The equivalent SQL for this query would be:
SELECT date, SUM((data->>'clicked_links')::int), SUM((data->>'visited_pages')::int),
SUM((data->>'viewed_products')::int), SUM((data->>'sold_products')::int)
FROM user_stats
WHERE date BETWEEN 'YYYY-MM-DD' AND 'Y1Y1Y1-M1M1M1-D1D1'
GROUP BY date;
Using the above query with Django is straightforward; we just need a Django connection object to execute the query:
from django.db import connection
query = """SELECT date, SUM((data->>'clicked_links')::int),
SUM((data->>'visited_pages')::int),
SUM((data->>'viewed_products')::int),
SUM((data->>'sold_products')::int)
FROM user_stats
WHERE date BETWEEN 'YYYY-MM-DD' AND 'Y1Y1Y1-M1M1M1-D1D1'
GROUP BY date;"""
cursor = connection.cursor()
cursor.execute(query)
return cursor.fetchall()
Now, let's move that boilerplate code into a function:
Using SQL
from django.db import connection
def execute_raw_query(query):
"""Execute a RawQuery in the Database"""
cursor = connection.cursor()
cursor.execute(query)
return cursor.fetchall()
query = """SELECT date, SUM((data->>'clicked_links')::int),
SUM((data->>'visited_pages')::int),
SUM((data->>'viewed_products')::int),
SUM((data->>'sold_products')::int)
FROM user_stats
WHERE date BETWEEN 'YYYY-MM-DD' AND 'Y1Y1Y1-M1M1M1-D1D1'
GROUP BY date;"""
rows = execute_raw_query(query)
Finally, we should create a custom manager for the user_stats
model and add a function that calculates the daily summary properly:
# myapp/models.py
from django.db import models
from myapp.utils import execute_raw_query
class UserStatsManager(models.Manager):
def get_daily_user_stats(self, since, to):
"""Calculates user stats summary
:param since: retrieves stats from this date
:param to: retrieves stats until this date
"""
# formatting dates to iso 8601
since_str = date.strftime('%Y-%m-%d')
to_str = date.strftime('%Y-%m-%d')
query = """SELECT date, SUM((data->>'clicked_links')::int),
SUM((data->>'visited_pages')::int),
SUM((data->>'viewed_products')::int),
SUM((data->>'sold_products')::int)
FROM user_stats
WHERE date BETWEEN '{}' AND '{}'
GROUP BY date;""".format(since_str, to_str)

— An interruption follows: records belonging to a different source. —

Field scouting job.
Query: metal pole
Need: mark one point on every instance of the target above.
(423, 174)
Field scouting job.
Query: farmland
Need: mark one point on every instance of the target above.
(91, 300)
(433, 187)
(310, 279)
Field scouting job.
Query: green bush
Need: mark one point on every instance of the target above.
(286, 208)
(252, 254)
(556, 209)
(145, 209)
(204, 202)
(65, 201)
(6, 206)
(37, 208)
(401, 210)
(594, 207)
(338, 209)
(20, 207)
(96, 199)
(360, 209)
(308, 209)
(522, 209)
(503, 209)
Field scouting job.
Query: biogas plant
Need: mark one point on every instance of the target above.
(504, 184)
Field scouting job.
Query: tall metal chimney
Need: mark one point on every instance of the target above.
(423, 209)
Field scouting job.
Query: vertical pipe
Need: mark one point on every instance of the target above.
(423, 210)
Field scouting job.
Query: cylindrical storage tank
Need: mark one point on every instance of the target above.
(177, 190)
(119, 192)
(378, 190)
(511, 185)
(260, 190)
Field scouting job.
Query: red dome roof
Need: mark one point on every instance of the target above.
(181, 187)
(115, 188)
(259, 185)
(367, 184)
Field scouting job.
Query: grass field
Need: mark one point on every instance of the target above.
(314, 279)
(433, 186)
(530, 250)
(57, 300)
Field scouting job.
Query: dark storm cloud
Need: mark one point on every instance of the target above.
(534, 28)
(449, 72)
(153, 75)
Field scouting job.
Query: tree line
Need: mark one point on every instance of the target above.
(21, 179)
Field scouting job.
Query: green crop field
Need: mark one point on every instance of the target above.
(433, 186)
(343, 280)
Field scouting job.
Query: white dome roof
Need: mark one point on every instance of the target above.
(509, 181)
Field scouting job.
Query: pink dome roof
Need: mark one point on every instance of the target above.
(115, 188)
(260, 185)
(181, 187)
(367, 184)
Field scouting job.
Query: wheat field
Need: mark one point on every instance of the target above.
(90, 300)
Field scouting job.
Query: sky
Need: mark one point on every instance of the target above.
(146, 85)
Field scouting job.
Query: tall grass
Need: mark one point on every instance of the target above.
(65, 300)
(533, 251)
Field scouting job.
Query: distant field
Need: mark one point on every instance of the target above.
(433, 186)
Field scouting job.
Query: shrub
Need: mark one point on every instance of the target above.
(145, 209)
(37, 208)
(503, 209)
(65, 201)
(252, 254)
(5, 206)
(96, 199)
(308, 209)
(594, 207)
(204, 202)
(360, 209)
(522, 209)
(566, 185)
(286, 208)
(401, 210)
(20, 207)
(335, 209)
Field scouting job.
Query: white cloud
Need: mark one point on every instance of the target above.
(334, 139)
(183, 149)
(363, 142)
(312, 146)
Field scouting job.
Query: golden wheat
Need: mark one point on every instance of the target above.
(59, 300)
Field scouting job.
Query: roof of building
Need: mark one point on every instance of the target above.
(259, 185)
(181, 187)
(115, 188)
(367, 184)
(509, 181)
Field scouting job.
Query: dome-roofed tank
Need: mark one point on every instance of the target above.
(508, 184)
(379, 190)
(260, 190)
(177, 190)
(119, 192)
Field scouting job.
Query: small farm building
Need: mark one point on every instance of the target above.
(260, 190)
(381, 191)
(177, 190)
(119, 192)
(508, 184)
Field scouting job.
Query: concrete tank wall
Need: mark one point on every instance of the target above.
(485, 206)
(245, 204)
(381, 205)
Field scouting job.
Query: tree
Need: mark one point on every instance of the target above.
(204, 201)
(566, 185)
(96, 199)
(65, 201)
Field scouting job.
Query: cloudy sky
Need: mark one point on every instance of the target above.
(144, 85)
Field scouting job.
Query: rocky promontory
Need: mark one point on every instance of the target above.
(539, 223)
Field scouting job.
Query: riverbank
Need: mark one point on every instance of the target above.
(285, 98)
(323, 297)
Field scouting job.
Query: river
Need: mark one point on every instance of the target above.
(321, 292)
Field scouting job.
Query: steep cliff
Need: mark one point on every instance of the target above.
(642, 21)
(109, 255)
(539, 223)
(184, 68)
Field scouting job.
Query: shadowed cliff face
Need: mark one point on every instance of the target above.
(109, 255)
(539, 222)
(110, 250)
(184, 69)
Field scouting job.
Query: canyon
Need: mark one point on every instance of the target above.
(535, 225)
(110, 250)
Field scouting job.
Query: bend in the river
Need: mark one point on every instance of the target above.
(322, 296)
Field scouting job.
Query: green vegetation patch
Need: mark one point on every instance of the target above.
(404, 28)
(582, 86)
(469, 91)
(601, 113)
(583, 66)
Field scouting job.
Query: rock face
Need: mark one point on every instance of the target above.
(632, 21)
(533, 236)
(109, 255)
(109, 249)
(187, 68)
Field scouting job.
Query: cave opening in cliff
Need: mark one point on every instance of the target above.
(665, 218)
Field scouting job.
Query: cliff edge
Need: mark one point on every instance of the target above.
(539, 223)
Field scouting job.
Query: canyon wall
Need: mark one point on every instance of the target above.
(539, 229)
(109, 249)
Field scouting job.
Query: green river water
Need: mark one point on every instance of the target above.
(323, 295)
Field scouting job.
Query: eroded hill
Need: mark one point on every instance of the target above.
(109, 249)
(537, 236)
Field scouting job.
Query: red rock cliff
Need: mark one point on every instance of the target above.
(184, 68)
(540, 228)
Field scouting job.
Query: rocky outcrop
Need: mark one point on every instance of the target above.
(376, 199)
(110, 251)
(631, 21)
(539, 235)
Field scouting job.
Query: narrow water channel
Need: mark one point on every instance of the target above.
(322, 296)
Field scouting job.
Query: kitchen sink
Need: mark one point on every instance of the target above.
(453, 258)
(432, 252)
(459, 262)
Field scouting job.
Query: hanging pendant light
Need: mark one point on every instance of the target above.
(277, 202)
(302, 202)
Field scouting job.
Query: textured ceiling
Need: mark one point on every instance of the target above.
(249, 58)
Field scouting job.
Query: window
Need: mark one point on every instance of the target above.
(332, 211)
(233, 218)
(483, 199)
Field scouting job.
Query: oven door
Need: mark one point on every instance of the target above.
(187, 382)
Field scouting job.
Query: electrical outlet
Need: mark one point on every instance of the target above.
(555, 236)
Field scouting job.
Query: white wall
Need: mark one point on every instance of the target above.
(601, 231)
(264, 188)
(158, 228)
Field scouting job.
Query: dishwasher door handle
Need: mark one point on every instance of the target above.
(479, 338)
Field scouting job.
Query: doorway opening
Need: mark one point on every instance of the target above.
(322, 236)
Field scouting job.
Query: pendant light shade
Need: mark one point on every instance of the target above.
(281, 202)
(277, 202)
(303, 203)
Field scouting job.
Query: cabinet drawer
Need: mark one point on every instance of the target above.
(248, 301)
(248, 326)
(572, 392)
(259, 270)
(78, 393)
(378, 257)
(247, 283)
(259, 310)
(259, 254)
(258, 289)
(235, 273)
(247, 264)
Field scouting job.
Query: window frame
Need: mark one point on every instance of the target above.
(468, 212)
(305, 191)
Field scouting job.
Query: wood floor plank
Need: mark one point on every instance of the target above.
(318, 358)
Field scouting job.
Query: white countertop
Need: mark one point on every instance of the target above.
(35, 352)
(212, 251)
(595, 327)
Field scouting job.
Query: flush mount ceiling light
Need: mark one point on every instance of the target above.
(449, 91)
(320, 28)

rows = execute_raw_query(query)
return rows
class UserStats(models.Model):
...
objects = UserStatsManager()
Both queries do not return Django model objects, but a list of dictionaries containing the date and the aggregation parameters.
Conclusion
This post doesn't intent to declare that raw queries are the best choice while working with JsonField
, but show that while support of Postgres' jsonb
in Django is new, and there's still a lot of room for improvement, you can write complex SQL queries using SQL (as usual). If you find yourself struggling to create a query with JsonField through Django ORM or event worse, you hesitate about using JsonField, because you'll require harder queries than those examples at the Django docs, stop losing time and write some SQL.
References
I spent half a hour looking for references on how to create aggregation queries using Django ORM, and found this Stackoverflow question that seems to be the more accurate Django ORM's approach.